Without further conversation, Prusik examined the scene, carefully studying the nearby tree trunks with her notepad out. One oak stood larger than the rest at the head of the leafy grave site. She opened her attaché and took out the portable recorder.

She didn’t ask him anything more, and he got the distinct impression that his presence was unwanted. “I can see that I won’t be needed here any longer,” he said curtly, then turned to leave.

Prusik looked up, startled. “Oh, Sheriff, please, I’m sorry. Forgive me for sounding so...”

McFaron waited. A line of sweat raced down his cheek.

“...abrupt,” she said. “Just so we understand each other, you are not the only one here under the gun.”

“I’m not questioning your authority to run the investigation.” McFaron’s hat fell inside the perimeter. He quickly squatted and retrieved it. It was awkward footing in the deep leaves covering the steeply angled wooded slope.

“Good. Then we’ll get along just fine.” She eyed McFaron, who silently stared back. “Look at it this way, Sheriff. At least you’ll have someone to place the blame on besides yourself. The FBI does pretty well as a scapegoat, I’ve found.”

“Well, I’m sure glad I introduced you two,” the doctor blurted. “Now that we’ve covered the niceties, would anyone like to check the crime scene for anything else we might have missed?”

Prusik lowered her pad. “I’d prefer you stay, Sheriff.
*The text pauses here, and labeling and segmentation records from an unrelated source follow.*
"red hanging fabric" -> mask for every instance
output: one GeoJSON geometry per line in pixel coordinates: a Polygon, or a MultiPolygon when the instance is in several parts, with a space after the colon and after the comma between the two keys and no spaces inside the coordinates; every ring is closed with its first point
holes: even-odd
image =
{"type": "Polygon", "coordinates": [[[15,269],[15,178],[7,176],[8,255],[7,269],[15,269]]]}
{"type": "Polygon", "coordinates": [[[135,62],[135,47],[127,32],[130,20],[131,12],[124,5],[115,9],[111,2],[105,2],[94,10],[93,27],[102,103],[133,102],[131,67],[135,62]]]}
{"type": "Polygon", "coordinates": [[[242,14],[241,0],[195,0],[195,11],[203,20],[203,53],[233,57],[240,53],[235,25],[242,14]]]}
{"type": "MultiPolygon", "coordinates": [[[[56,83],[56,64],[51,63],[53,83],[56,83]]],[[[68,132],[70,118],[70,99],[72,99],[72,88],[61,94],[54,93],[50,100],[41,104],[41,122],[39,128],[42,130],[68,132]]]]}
You’re a long-standing member of this community and widely respected, from what the doctor tells me. I imagine I can use your help.”

McFaron nodded. “So what would you like to know, Special Agent?”

She glanced down at the log leaning at an angle from the taped-off site. “I understand you and the doctor moved this log off the victim’s body. Did you do it bare-handed?”

“I might have.” McFaron became flustered again. “To get to the body. We pivoted the branch by one end so we wouldn’t leave our fingerprints or smear any latent prints that might be lifted later,” he added. “Then we both gloved up to remove the body. Followed police procedure to a T. Look, ma’am, this is my first murder investigation. I protected the scene as best I could as soon as it was reported. No one has tampered with it, I’m sure.”

Prusik retrieved her Nikon digital camera and flashed a few shots of the burial site, listening to McFaron as she worked.

“For your information, Sheriff, this looks like the third victim of the same killer. We’ll need to do more than follow police procedure to a T to catch him, I’m afraid,” she said, snapping another picture. “Look,” she said, softening, “I’m fully aware that you probably had to deliver the terrible news about this poor girl’s death to parents you likely know well enough to call family. I’m not trying to be a jerk.”

“You’re right. I should have worn gloves from the get-go,” McFaron relented, his voice less strained. “Law and order of this magnitude I’ve not had to deal with in my fifteen years as sheriff of Crosshaven, Agent.”

“Christine, call me Christine.” She held out her hand.

“The name’s Joe.” McFaron shook her hand. It felt warm. Sun highlighted reddish streaks in her hair. “I...I can’t tell you how much this girl’s death has kept me up all hours of the night. Anything I can do to help find the killer, count me in.” McFaron removed his hat, wiping the sweat from his brow on his jacket sleeve.

“Let’s see what we can discover here that might nail the bastard,” she said. Her voice was steely, yet she was smiling at him.

The three of them searched the perimeter, careful not to unnecessarily stir the scene. Important clues could easily be hidden from view under the leafy forest floor.

McFaron pointed to something fuzzy snagged on the bough that had rested over the victim’s body. Prusik retrieved thin forceps from a zippered pouch around her waist and carefully extracted the filament. She held it close to her face—a green linen fiber.

“See that whitish substance, like there’s paint stuck to it?” She tapped the fiber into a clean vial. “Here, take a look.” She handed the vial to McFaron. Dr. Henegar stepped closer to observe.